I'm pretty sure there's a really simple solution for this and I'm just not realising it. However...
I have a data frame of high-frequency data. Call this data frame A. I also have a separate list of far lower frequency demarcation points, call this B. I would like to append a column to A that would display 1 if A's timestamp column is between B[0] and B[1], 2 if it is between B[1] and B[2], and so on.
As said, it's probably incredibly trivial, and I'm just not realising it at this late an hour.
Here is a quick and dirty approach using a list comprehension.
>>> df = pd.DataFrame({'A': np.arange(1, 3, 0.2)})
>>> A = df.A.values.tolist()
A: [1.0, 1.2, 1.4, 1.6, 1.8, 2.0, 2.2, 2.5, 2.6, 2.8]
>>> B = np.arange(0, 3, 1).tolist()
B: [0, 1, 2]
>>> BA = [k for k in range(0, len(B)-1) for a in A if (B[k]<=a) & (B[k+1]>a) or (a>max(B))]

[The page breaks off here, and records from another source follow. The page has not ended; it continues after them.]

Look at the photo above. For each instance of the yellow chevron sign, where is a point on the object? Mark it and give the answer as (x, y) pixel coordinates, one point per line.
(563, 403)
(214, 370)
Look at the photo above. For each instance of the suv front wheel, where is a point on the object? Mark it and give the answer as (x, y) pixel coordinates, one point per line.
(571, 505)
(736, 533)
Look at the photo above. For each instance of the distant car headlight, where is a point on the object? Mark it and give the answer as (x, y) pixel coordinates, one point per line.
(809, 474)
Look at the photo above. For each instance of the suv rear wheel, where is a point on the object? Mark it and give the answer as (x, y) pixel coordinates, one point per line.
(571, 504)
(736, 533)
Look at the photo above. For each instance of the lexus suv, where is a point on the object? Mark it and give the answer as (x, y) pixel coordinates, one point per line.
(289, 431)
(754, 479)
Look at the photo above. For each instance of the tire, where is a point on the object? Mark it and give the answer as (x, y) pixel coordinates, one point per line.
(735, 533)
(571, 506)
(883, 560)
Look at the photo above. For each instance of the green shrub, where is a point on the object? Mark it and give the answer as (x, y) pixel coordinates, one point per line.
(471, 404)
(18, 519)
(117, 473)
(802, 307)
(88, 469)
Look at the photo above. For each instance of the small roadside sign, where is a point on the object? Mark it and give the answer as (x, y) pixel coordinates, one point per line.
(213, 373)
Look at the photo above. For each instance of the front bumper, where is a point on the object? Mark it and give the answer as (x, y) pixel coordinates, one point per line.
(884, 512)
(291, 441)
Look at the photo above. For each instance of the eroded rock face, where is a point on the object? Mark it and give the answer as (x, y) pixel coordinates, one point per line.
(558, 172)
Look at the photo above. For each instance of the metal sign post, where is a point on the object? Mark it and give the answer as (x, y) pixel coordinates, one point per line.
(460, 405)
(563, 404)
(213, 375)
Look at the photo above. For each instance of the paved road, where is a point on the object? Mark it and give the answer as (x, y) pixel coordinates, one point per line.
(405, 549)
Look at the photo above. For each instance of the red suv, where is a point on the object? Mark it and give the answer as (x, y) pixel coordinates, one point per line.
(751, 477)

BA: [0, 0, 0, 0, 1, 1, 1, 1, 1, 1, 1, 1, 1, 1]
Use searchsorted:
A['group'] = B['timestamp'].searchsorted(A['timestamp'])
For each value in A['timestamp'], an index value is returned. That index indicates where amongst the sorted values in B['timestamp'] that value from A would be inserted into B in order to maintain sorted order.
For example,
import numpy as np
import pandas as pd
np.random.seed(2016)
N = 10
A = pd.DataFrame({'timestamp':np.random.uniform(0, 1, size=N).cumsum()})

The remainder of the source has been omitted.